# Please Recommend Good "Starter" Festivals in the North East to Set Up Shop!



## Pwear (Mar 7, 2008)

Well this coming season I want to try something new. I'm taking my heat-pressing on the road! My great idea is to rent a vendor booth at a few festivals/fairs and sell my custom heat press products this season, and get my feet wet with the whole process. I've never done it before, and I'm pretty excited about it.

Problem is, I don't know where the festivals are! I'd like to do this fairly close to home, so somewhere in the NY/NJ/CT region would be ideal.
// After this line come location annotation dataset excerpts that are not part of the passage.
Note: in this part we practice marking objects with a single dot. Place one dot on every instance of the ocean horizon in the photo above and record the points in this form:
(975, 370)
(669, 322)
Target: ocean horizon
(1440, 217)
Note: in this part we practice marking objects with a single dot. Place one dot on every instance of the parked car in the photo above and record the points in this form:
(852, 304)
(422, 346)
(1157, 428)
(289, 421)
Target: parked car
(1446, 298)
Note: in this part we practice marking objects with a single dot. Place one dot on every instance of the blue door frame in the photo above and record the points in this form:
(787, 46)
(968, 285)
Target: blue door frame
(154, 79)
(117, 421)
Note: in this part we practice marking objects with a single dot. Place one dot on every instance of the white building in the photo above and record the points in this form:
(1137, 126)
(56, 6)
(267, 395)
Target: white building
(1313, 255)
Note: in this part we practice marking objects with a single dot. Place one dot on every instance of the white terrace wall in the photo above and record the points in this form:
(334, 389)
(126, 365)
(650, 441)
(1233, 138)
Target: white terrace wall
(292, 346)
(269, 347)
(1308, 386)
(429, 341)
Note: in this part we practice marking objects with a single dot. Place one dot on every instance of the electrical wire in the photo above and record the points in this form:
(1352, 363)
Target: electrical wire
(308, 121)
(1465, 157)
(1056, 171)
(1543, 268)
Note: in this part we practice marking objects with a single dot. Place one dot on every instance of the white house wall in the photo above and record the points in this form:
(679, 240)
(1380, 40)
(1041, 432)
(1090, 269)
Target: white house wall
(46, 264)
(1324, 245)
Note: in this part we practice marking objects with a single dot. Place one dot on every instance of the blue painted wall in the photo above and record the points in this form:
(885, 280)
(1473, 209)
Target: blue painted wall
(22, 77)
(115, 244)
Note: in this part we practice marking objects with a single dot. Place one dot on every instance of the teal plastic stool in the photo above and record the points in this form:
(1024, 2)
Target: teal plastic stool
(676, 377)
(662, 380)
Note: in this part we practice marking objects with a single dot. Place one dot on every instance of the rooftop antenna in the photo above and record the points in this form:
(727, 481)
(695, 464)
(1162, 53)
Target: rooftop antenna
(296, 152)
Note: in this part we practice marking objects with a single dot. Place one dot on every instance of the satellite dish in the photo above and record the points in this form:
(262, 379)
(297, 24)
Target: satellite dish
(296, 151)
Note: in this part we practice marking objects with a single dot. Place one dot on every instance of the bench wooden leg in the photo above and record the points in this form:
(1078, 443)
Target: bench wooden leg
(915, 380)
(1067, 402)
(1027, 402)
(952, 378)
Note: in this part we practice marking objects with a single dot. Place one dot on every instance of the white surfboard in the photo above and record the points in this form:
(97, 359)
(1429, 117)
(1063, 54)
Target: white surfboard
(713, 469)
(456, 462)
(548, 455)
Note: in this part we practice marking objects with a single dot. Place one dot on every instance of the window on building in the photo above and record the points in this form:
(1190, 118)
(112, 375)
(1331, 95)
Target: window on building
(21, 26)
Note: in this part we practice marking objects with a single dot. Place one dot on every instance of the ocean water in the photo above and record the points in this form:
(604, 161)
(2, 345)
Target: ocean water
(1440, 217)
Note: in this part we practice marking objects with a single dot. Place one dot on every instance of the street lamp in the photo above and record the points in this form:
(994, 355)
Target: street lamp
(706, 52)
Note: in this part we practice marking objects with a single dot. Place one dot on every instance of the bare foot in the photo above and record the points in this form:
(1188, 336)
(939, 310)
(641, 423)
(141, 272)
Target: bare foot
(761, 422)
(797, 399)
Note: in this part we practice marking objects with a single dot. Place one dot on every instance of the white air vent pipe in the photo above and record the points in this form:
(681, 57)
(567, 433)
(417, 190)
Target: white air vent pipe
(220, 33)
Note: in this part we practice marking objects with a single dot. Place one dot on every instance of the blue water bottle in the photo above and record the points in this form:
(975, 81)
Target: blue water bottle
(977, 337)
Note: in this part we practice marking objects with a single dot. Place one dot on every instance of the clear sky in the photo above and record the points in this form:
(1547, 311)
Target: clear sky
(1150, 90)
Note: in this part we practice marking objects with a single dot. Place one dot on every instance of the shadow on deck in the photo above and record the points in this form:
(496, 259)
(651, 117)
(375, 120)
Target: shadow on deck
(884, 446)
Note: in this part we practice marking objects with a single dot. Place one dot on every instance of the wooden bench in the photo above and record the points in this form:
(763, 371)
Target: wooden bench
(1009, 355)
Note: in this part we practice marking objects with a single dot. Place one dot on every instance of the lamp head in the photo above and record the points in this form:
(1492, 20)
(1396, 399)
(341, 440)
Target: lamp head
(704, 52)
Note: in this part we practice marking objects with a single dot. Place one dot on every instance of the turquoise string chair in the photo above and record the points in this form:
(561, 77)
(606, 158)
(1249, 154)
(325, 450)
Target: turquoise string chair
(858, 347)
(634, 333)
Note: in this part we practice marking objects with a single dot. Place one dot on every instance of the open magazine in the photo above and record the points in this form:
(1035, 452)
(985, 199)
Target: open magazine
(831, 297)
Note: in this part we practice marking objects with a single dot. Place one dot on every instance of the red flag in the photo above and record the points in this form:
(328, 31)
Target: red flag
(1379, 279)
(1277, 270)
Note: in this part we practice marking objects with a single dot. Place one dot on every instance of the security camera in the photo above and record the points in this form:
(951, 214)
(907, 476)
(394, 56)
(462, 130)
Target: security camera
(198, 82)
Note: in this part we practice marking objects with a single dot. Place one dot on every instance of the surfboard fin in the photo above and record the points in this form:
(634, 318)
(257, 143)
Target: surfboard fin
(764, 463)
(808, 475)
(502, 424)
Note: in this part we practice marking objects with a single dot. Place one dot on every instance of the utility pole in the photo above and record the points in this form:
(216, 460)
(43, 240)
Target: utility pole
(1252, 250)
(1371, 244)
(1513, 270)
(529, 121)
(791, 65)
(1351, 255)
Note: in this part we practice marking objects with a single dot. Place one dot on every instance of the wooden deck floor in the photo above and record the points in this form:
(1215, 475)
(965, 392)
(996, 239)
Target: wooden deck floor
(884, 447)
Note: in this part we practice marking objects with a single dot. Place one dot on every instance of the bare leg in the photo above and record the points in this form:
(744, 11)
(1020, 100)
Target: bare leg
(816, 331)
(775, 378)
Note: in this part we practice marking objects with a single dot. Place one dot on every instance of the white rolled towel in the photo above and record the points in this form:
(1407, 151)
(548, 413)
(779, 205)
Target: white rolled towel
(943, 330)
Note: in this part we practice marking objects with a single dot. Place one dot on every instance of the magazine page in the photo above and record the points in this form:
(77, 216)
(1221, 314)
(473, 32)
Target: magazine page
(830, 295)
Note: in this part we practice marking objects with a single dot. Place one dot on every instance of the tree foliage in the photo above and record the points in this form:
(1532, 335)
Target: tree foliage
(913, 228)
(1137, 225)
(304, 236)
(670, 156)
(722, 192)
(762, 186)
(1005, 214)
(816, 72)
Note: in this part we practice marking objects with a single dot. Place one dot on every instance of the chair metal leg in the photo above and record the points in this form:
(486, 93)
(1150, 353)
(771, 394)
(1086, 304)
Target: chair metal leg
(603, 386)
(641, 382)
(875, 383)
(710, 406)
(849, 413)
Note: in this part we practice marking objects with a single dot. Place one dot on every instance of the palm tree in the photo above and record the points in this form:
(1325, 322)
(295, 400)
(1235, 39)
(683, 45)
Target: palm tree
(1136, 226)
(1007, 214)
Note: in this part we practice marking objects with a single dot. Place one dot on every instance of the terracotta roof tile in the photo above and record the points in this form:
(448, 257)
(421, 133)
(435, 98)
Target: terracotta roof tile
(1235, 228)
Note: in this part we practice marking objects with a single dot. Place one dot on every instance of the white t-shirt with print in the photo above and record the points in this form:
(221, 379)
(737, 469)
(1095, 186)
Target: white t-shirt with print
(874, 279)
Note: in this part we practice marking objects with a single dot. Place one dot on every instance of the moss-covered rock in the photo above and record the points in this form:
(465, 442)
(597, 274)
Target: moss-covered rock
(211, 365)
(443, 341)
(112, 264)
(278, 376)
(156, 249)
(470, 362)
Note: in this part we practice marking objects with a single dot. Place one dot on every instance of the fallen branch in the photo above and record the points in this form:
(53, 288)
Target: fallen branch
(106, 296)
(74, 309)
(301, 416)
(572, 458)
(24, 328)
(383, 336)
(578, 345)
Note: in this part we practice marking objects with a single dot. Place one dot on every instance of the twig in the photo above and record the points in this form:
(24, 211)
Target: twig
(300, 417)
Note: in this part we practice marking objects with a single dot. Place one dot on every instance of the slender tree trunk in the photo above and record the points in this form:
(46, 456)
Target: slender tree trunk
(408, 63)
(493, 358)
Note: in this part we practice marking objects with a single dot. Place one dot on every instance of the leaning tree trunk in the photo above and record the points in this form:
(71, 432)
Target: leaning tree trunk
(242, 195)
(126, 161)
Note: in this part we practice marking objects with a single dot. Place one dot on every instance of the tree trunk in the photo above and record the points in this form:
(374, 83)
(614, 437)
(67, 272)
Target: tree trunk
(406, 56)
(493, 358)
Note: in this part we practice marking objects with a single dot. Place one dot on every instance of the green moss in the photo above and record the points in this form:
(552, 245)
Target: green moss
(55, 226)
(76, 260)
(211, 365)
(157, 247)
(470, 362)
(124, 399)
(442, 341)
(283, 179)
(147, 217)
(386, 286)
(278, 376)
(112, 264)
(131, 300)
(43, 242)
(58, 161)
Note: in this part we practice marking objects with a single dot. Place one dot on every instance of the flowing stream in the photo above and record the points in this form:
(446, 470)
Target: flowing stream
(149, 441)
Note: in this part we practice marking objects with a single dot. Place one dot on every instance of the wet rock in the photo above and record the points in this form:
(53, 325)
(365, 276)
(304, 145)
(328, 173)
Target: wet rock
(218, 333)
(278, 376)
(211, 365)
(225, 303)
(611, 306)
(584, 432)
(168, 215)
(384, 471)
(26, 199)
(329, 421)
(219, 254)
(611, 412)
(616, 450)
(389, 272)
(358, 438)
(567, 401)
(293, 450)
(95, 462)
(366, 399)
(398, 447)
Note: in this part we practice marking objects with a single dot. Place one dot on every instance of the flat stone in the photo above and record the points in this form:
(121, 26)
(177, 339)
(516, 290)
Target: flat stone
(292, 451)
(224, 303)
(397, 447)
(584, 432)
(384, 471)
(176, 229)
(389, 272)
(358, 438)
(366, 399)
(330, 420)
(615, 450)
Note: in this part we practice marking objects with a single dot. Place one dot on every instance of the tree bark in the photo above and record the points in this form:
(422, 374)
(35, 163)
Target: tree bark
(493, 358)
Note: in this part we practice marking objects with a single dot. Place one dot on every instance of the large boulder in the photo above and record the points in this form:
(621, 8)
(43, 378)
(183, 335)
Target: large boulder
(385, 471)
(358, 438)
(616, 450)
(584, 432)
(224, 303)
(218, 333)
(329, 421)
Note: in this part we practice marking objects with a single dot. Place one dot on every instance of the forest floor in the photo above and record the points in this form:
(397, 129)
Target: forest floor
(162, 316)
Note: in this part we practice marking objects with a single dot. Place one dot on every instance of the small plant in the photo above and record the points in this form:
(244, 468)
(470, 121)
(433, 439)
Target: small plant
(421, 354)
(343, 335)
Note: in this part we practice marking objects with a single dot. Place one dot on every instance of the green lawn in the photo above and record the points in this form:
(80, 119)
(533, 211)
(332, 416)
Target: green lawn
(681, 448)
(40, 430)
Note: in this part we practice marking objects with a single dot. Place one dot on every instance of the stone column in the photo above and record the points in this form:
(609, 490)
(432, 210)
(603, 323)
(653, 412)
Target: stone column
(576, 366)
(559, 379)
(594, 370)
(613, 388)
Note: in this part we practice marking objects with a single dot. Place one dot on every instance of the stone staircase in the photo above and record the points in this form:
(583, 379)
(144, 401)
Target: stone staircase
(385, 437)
I think music festivals and street fairs would probably be the most responsive audience to my products. I just don't know which ones are recommended, or how to even find them.

Thanks for any advice!


----------



## chuckh (Mar 22, 2008)

I would start by contacting state or regional Chambers of Commerce and find out what festivals/fairs are on their 2009 calendar. Then, contact the fairs and ask for some vendor references. You'll discover which ones are good for you only by trial and error.


----------



## splathead (Dec 4, 2005)

Here are a couple of directories:

Art and Craft Shows, Festivals, Fairs, Expos, Concerts - Event Directory of 50,000 FREE Online Listings!
The Crafts Report Magazine
Sunshine Artist: America's Premier Art and Craft Show Magazine


----------



## Pwear (Mar 7, 2008)

Totally forgot about this thread, thanks for the responses!


----------



## oopsivebeenbad (Aug 30, 2008)

Hey!

Just is case you haven't found the vendor arena you're looking for or you want to try something new, check out NYC Street Fairs & Festivals -- MARDI GRAS FESTIVAL PRODS.. They handle a bunch of street fairs all over NYC from April thru November.


----------